Y así se puso en camino Mario, tan sólo acompañado de dos de sus esclavos y un guía que le asignó Morsimo y que al parecer prefería proseguir viaje con el romano en vez de quedarse atrás. Por lo que Mario pudo entender, aquellos valles interiores y las escasas altiplanicies por las que pasó estaban a unos mil ochocientos metros, lo no era una altura excesiva como para causar mal de montaña y dolor de cabeza, pero sí para dificultar bastante el cabalgar. Aún les quedaba un largo camino hasta Eusebia Mazaca, que, según le dijo el guía, era el único núcleo urbano en el interior de Capadocia.

El sol se había puesto en el momento en que coronaban la vertiente hidrográfica de los ríos que vertían en la Cilicia pediana y los que contribuían a la enorme longitud y caudal del Halis, y siguieron cabalgando en medio de aguanieve, niebla y lluvia. Frío, con llagas de tanto cabalgar, muerto de cansancio, Mario aguantaba las horas de viaje con las piernas colgando y dando gracias por tener la piel de la cara interna de los muslos lo bastante endurecida para que no se le desgarrara por el roce.
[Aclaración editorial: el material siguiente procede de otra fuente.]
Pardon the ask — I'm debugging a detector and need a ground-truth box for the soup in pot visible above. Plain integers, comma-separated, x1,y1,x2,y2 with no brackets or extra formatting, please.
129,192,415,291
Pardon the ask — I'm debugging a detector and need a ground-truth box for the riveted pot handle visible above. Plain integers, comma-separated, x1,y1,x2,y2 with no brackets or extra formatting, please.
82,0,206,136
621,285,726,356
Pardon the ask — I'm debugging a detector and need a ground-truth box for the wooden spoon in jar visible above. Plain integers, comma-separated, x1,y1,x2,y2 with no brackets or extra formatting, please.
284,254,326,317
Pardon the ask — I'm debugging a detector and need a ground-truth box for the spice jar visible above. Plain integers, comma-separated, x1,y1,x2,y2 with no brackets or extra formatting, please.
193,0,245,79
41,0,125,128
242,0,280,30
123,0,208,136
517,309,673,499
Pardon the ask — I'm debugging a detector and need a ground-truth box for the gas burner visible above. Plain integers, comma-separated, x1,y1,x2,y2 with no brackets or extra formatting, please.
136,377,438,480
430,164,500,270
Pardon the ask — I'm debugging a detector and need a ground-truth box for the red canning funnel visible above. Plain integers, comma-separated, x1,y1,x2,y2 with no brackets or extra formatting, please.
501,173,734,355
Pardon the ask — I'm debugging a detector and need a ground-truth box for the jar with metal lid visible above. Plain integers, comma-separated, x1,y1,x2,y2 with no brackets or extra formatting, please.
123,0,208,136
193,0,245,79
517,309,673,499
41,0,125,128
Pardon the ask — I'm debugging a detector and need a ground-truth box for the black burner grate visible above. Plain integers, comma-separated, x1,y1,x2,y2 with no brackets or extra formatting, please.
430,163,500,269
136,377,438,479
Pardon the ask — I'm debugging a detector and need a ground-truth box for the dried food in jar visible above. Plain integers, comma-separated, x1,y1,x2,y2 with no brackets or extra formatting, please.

Al tercer día volvieron a ver el sol. Las inmensas llanuras se le antojaron lugar idóneo para el ganado, pues eran herbosas y casi sin bosques. Capadocia, le dijo el guía, no tenía buenas tierras ni un clima adecuado para que creciesen grandes bosques, pero se cultivaba excelente trigo labrando el suelo.

—¿Y por qué no lo labran? —inquirió Mario.

—Hay poca gente —contestó el guía encogiéndose de hombros—. Cultivan lo que pueden y un poco más para venderlo en el Halis, por el que remontan las barcazas mercantes. Pero no pueden venderlo en Cilicia porque el camino es muy malo. ¿Para qué van a preocuparse, si comen bien y están contentos?

Esa fue casi la única conversación que sostuvo Mario con el guía durante el camino; incluso por la noche, cuando se guarecían en tiendas de cuero marrón de algunos pastores nómadas o en casas de adobe de alguna aldea, hablaban poco. Las montañas se sucedían más próximas o más lejanas, pero nunca eran menos elevadas, menos verdes o menos nevadas.

Luego, cuando el guía dijo que Mazaca se encontraba sólo a cuatrocientos estadios (que Mario tradujo en cincuenta millas romanas), entraron en una región tan extraña, que él lamentó que no la viera Julia. Seguían las llanuras onduladas, pero interrumpidas por barrancos serpenteantes llenos de torres cónicas que parecía que habían sido cuidadosamente construidas con arcilla multicolor, una vasta región de juguete edificada por un niño gigante loco. En algunas zonas, las torres estaban rematadas por enormes piedras planas; Mario imaginó que se balanceaban, dado lo precariamente que se sostenían en los escasos pináculos de las torres. ¡Ah, maravilla! Sus ojos comenzaban a distinguir ventanas y puertas en algunas de aquellas estructuras naturales tan extrañas.